Cray's machine runs 560,640 processors, including almost 300,000 AMD Opteron 6200 series cores and over 261,000 Nvidia K20x accelerator cores.
Also in the top five were the RIKEN Advanced Institute for Computational Science's K supercomputer (a Fujitsu system performing at 10.5 petaflops); The DOE Argonne National Laboratory's Mira, a BlueGene/Q system (8.16 petaflop/s); and the German Forschungszentrum Juelich's Juqueen, also an IBM BlueGene/Q system (4.14 petaflops).
This edition of the Top500 marks the 20th anniversary of the list. Researchers from the University of Mannheim, Germany; Lawrence Berkeley National Laboratory; and the University of Tennessee, Knoxville, compile the Top500 twice a year, in June and November.

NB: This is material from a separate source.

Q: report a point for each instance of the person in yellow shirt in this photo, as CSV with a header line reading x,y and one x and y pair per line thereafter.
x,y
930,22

Inclusion is voluntary, and the Linpack tests are run by the managers of the participating systems.
The keepers of the list will further discuss the results of this edition at the SC12 supercomputing conference, being held this week in Salt Lake City.
As it has since its launch, the Top500 continues to show the rapid pace at which supercomputers are developed. This iteration has 23 systems demonstrating petaflop performance, just four and a half years after the National Center for Supercomputing Applications' Cray-based Roadrunner, the first Petaflop-scaled system, debuted on the list.
The floor of the Top500 - the lowest charting computer on the list - has moved up to 241.3 teraflops from 172.7 teraflops six months ago.
The compilation reveals other trends in the supercomputing arena as well. This edition has 62 systems using accelerator and co-processor technology such as Nvidia GPUs (graphics processing units), up from 58 six months ago. For internal interconnects, InfiniBand technology gains favour - being used on 226 systems, up from 209 systems six months ago - while Gigabit Ethernet usage has shrunk, 188 systems, down from 207 six months ago. And systems continue to use multicore processors - 84.6% of the systems on the list use processors with six or more cores
Geographically speaking, the US continues to dominate the list, hosting 251 of the top 500 systems. Europe has 105 systems and Asia has 123 supercomputers on the list. Among countries, China has the second largest number of computers, with 72 on this list.